しかし、一方で借金までして相続税対策をしたつもりが、実際にはうまくいかず単に負債を抱える結果となってしまう事例もあります。
例えばマンション経営に乗り出した場合などがこれにあたります。

マンション経営はリスクも大きい

資産として大きな土地を持っている場合、賃貸マンションを建築すれば相続税対策になる場合もあるでしょう。

しかし、建築業者のオススメのままに需要のないマンションを作ってしまうことにより、結果的に現金を減らしてしまうだけであったり、大きな借金を抱えるだけになることもあるようです。

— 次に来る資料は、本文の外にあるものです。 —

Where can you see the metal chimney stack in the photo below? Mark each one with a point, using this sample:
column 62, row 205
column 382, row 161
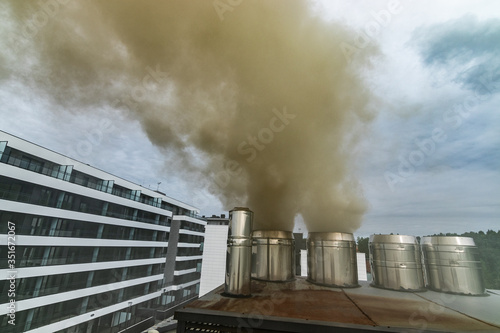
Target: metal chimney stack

まして、賃貸マンションとなると、修繕費用など管理のお金もかかり、手間も大変なものです。
もちろん、同じ土地として相続する場合は遺産総額として低くなったり、相続税を免除されるかもしれませんが、トータルとしてプラスになるかどうかは慎重に決めた方が良さそうですね。

さいごに

相続税対策として借金が有効!というのは全くのデタラメな話だということがおわかりいただけたかと思います。
重要なのは、現金であっても借金であっても、使い途です。
相続税の節税のために借金をする場合はくれぐれも慎重に判断しましょう。
うまく資金を活用すれば、相続税の節税につなげることができるかもしれませんね。